Hospital systems don’t support the data validation that online shopping merchants use to conduct business. “This causes issues on the back end with claim processing,” Jaye says. Problems also occur on the front end. Sometimes, insurance information is not validated, or authorizations are missed.
“The gap here is that there are lags in the system and data integration between HIS legacy systems and many of the traditional front-end systems,” Jaye notes.
This is going to take some time to overcome, but change is underway.
“We’re beginning to see patient-friendly price estimations, where patients can go on to provider websites and run estimations for themselves,” Jaye says.
Patient Access, Redeployed
Future patients will handle more of the registration work themselves.
“Staff will check out those who are the exception,” Considine offers.
This will allow patient access staff to perform higher-level activities.
“They can redeploy staff to tackle some things that were going unnoticed,” says Jason Wallis, senior vice president of patient access for Experian Health. Staff can turn their attention to accounts at high risk of going uncollected, claims denials, or upfront collections. All these activities emphasize creating a positive experience for the patient. The rise in healthcare consumerism is the driving factor behind all these changes, according to Wallis.
“Before, the patient would just show up at the hospital that was closest to them.”
Once self-service is commonplace, patient access will take on more of a customer service role. Wallis expects registration areas to be redesigned as a result of this shifting role. These areas might seem more like hotel lobbies than waiting rooms.
“Access is moving from ‘Let’s get the data we need, and you go sit in the waiting room,’ to looking at the level of greeting, to making sure you have a good experience,” Wallis says.

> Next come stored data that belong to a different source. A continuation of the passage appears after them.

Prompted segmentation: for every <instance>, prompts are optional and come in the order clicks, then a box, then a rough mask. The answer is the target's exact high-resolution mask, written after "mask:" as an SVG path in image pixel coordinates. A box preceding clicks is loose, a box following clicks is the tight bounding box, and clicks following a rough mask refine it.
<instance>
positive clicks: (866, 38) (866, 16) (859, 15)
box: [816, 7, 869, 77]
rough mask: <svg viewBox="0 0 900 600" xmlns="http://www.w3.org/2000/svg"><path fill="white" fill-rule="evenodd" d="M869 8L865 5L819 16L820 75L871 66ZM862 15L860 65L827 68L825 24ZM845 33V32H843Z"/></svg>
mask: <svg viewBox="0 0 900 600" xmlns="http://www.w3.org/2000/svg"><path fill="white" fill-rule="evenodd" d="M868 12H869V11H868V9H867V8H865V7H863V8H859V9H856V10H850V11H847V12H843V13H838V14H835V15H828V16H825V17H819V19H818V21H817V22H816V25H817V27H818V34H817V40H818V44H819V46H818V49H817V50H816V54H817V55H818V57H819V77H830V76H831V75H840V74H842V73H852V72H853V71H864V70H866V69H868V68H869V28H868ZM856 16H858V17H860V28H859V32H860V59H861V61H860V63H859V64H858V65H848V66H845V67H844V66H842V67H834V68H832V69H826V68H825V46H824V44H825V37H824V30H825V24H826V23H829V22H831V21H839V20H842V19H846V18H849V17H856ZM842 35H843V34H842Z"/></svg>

Even with self-service, there still will be a need for face-to-face interactions with patient access staff.
“We have yet to see a successful deployment of a registration process that is completely automated without any interaction on the hospital side,” Jaye notes.
This would be potentially dangerous, since multiple registrations could be created for the same patient.
“The ideal situation would be a more, but not completely, automated registration process,” Jaye says.
Checks and balances always will be needed to prevent errors and identity fraud. In this regard, the patient access version of self-service has something in common with the self-checkout line at the grocery store.
Even though the customer has all the tools to complete his or her transaction, says Jaye, “there is a high percentage of time that a human must intervene and correct a human user error.”